Exercise 3: Mean Reversion in AR(1)

Many systems tend to return to a normal level after extreme events, such as prices, temperature, or queue length.

  1. What does mean reversion represent in the context of stock prices, temperature, or queue length?

  2. Simulate an AR(1) process with \(\phi = 0.5\) and \(\varepsilon_t \sim N(0, 1)\) for \(n=100\) with initial value \(Z_1 = 20\). Plot the time series and describe the mean-reverting behaviour. How does the process return to its mean after a deviation?

  3. Simulate the same AR(1) process but with \(\phi = 0.5, 0.9, 1\) and \(1.05\). Compare the mean-reverting behaviour with the previous case. Which process shows stronger mean reversion? How does increasing \(\phi\) affect the speed of mean reversion?

Exercise 4: ACF and Diagnostic Plots

The ACF is commonly used in practice to detect patterns in time series data, such as traffic flow, temperature, and financial returns.

  1. If you observe slow decay in ACF, what does that suggest about the system?

  2. For \(\phi = 0.5\) and \(\phi = 0.9\), simulate AR(1) processes and plot the time series and ACF. Which ACF decays faster? How does this relate to the value of \(\phi\)? What would you expect the ACF to look like for \(\phi = 0\) and \(\phi = 1\)?
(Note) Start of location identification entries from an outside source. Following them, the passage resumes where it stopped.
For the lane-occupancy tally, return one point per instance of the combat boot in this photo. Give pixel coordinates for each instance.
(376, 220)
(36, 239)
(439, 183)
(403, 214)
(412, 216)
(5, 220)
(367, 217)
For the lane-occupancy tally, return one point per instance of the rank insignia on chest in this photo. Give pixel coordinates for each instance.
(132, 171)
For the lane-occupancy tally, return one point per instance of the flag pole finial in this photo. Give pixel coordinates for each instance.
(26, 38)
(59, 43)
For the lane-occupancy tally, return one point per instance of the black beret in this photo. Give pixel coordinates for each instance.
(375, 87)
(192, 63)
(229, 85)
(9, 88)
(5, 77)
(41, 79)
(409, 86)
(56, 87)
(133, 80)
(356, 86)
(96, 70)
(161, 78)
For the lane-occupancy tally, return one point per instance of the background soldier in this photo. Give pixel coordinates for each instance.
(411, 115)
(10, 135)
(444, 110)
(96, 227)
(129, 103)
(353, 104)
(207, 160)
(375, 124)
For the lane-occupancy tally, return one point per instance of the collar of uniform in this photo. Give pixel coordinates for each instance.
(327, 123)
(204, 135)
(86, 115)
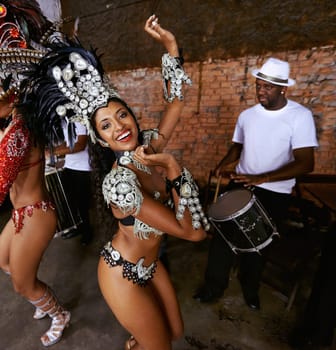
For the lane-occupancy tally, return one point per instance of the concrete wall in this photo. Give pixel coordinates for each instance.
(221, 90)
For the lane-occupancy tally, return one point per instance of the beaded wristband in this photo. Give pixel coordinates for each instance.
(186, 188)
(173, 72)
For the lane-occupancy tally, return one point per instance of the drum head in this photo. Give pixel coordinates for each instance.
(229, 203)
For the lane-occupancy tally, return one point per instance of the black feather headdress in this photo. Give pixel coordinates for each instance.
(23, 31)
(67, 85)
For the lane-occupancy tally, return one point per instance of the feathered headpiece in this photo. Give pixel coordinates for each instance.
(23, 32)
(67, 85)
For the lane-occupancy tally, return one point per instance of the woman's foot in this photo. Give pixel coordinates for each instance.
(55, 332)
(39, 314)
(130, 343)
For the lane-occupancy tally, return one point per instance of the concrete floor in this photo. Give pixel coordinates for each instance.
(226, 325)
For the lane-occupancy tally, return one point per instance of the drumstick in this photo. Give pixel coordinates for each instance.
(217, 188)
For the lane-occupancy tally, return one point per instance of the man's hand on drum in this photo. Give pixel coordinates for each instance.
(224, 173)
(249, 180)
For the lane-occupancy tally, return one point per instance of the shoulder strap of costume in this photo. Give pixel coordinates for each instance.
(13, 149)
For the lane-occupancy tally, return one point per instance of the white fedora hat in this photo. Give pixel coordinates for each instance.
(274, 71)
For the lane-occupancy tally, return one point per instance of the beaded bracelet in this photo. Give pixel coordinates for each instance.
(173, 72)
(187, 189)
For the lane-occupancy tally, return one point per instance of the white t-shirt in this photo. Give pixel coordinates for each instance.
(79, 160)
(269, 138)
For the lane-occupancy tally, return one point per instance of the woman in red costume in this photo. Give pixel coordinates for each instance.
(33, 221)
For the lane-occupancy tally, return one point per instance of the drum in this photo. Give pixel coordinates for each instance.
(241, 220)
(68, 218)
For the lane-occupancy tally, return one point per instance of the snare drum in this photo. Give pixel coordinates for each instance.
(68, 219)
(241, 220)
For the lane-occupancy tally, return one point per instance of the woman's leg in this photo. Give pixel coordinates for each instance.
(37, 232)
(136, 308)
(166, 295)
(5, 243)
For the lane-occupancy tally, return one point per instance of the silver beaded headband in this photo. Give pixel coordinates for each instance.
(84, 87)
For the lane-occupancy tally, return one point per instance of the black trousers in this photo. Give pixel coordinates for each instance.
(77, 186)
(221, 258)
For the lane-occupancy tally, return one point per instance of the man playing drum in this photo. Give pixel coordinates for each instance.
(273, 143)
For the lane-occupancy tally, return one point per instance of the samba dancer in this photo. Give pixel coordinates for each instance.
(133, 281)
(33, 221)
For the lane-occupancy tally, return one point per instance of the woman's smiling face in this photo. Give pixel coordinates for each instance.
(116, 126)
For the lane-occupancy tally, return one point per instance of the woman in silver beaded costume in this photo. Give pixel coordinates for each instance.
(148, 307)
(70, 84)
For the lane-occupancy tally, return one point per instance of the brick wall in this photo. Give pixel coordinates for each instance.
(221, 90)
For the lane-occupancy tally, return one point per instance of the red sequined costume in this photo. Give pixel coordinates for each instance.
(13, 149)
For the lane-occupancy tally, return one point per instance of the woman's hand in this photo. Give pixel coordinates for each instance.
(153, 28)
(164, 160)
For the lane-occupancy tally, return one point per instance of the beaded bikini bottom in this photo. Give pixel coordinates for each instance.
(137, 273)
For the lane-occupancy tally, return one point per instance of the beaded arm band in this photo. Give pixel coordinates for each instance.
(187, 190)
(173, 72)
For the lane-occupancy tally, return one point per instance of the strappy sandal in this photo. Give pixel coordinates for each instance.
(48, 305)
(130, 343)
(39, 314)
(55, 332)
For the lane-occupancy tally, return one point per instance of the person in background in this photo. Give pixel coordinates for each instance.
(273, 143)
(75, 176)
(32, 225)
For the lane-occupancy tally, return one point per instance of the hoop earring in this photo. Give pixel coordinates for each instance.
(103, 143)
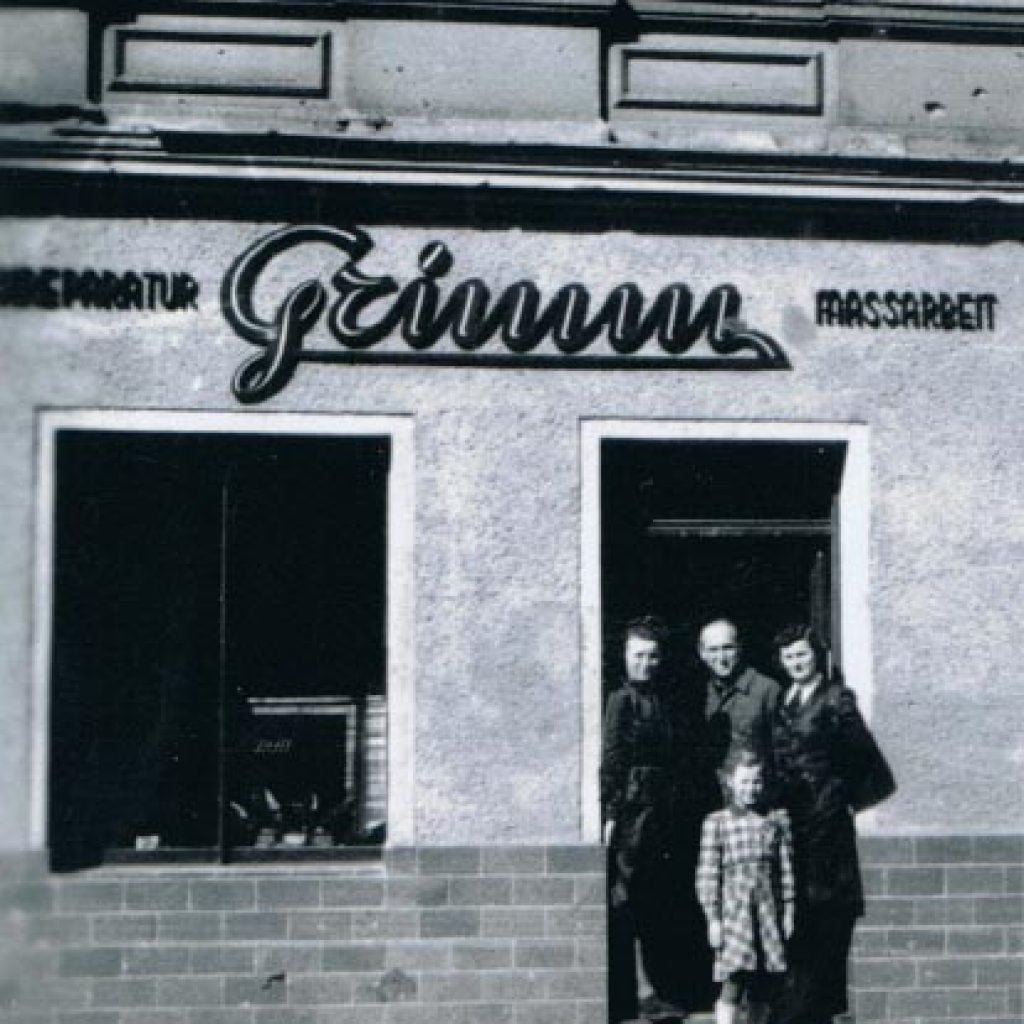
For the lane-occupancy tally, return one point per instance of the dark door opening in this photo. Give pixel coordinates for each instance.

Exercise 5: VAR(1) Simulation

Consider two interacting systems, such as:

  • energy consumption and production,
  • traffic flow on two connected roads,
  • inflation and interest rates.

  1. How does a change in one system affect the other over time? What does the coefficient matrix \(\Phi\) represent in this context?
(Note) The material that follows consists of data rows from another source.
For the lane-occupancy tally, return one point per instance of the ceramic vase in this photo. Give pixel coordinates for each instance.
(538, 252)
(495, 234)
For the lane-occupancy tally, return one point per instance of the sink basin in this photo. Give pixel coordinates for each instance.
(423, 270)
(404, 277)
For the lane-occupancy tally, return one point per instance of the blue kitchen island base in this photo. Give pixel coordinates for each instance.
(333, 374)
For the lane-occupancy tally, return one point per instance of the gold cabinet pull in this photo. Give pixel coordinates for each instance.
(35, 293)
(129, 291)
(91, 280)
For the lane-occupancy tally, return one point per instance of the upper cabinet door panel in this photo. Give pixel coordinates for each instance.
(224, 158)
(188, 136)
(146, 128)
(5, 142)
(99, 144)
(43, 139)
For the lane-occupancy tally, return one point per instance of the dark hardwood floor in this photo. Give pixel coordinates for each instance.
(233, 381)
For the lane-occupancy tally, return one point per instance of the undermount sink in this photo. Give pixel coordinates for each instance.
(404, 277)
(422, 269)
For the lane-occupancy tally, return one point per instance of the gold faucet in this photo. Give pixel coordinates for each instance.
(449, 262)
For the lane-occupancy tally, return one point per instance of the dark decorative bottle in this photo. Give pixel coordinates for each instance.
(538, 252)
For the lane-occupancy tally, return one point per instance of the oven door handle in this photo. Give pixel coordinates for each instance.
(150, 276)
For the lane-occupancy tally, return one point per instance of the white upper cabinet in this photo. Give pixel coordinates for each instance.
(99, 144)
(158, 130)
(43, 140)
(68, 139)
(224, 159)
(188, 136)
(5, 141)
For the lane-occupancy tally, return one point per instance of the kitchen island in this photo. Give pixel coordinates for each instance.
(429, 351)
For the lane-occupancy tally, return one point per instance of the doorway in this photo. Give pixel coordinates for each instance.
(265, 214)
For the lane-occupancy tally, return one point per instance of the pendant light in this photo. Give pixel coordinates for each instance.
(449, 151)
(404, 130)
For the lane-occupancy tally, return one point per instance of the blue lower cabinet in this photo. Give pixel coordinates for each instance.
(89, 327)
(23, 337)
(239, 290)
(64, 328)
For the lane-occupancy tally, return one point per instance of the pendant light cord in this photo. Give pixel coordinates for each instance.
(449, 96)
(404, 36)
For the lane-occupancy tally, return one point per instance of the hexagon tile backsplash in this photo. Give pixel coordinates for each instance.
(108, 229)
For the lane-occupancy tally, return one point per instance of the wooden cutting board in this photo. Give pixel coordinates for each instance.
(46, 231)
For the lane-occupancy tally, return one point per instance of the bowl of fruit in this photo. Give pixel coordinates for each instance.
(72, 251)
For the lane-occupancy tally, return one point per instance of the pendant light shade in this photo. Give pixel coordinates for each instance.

  2. Consider a bivariate VAR(1) process with coefficient matrix \(\Phi = \begin{bmatrix} 0.5 & 0.2 \\ 0.1 & 0.4 \end{bmatrix}\) and \(\varepsilon_t \sim N(0, I)\). Is the process stable?

  3. Simulate a bivariate VAR(1) process with coefficient matrix and \(\varepsilon\) given in part (b). Plot the two time series and their cross-correlation function (CCF). Describe the observed relationships between the two series.